As Twincraft prepares to enter the wash-on UV protection segment, it faces stiff competition from Aquea Scientific. The Ventura, CA-based company already markets Wash-On, a patented technology to encapsulate active ingredients into micron sized particles, which are then positively charged. As a result, encapsulated active ingredients are attracted to negatively charged skin and hair.  Active ingredients delivered through the system will remain attracted to the skin and hair throughout the day, even after patting dry. 

An Array of Applications



The technology can already be found in products such as 24-7 Ice Shield Facial Cleanser, which is utilizing the delivery system to incorporate sunscreen with a SPF of 15. In addition to sun protection, the Wash-On system can potentially deliver any active ingredient, including anti-aging, anti-acne, moisturization and OTC pharmaceuticals, among others. Company executives insist they’ve created a third category in personal care.

“Before there was only wash-off and leave-on. Aquea has discovered the wash-on category to deliver active ingredients and make them stick to the skin even in the presence of surfactants,” explained Dave Compton, president of Aquea Scientific. “This isn’t super glue, we believe it’s the best way right now of attracting actives to skin the presence of surfactants.”
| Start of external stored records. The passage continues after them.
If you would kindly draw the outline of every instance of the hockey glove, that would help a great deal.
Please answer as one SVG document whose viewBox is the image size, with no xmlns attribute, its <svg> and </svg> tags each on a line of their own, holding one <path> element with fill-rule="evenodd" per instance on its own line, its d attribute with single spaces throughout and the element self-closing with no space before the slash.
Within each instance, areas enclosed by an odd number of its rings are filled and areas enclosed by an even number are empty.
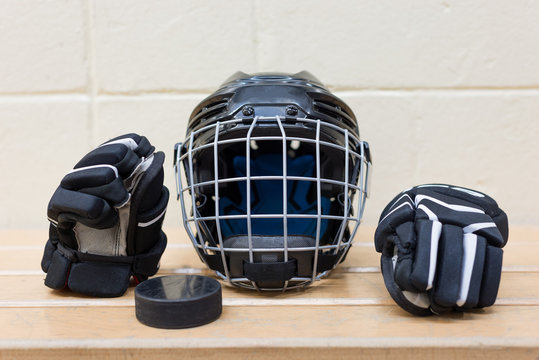
<svg viewBox="0 0 539 360">
<path fill-rule="evenodd" d="M 426 316 L 492 305 L 507 237 L 507 215 L 494 199 L 429 184 L 402 192 L 386 206 L 374 241 L 393 300 Z"/>
<path fill-rule="evenodd" d="M 154 275 L 167 238 L 165 155 L 127 134 L 80 160 L 47 209 L 51 222 L 41 267 L 45 285 L 100 297 L 121 296 L 130 277 Z"/>
</svg>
The process wraps active materials in a silica wrap that forms a shell and takes on the character of the active material, according to Martin Flacks, head of R&D. The material is then placed in a polymer matrix which imparts a strong cationic charge to the outside of the shell and make it positively charged. Thus, any active will be attracted to negatively-charged skin. The delivery system ensures that the actives don’t penetrate too deeply into skin.

“In traditional formulas, OMC can penetrate 50 microns into the stratum corneum,” explained Mr. Flacks. “But when a product is wrapped in our technology there is a lot of diffusion, penetration is just 10-13 microns.

“So if you put an active ingredient like sunscreen in our system, it stays on the surface and increases the safety of the product.”

Although Aquea Scientific’s initial emphasis is on sun care, company executives insist the Wash On technology has applications in a broad range of anti-aging, skin lightening, even insect repelling products.
 
From bar soaps to skin patches to nanospheres, marketers realize that when it comes to formulating effective skin care products, more often than not, it’s all in the delivery!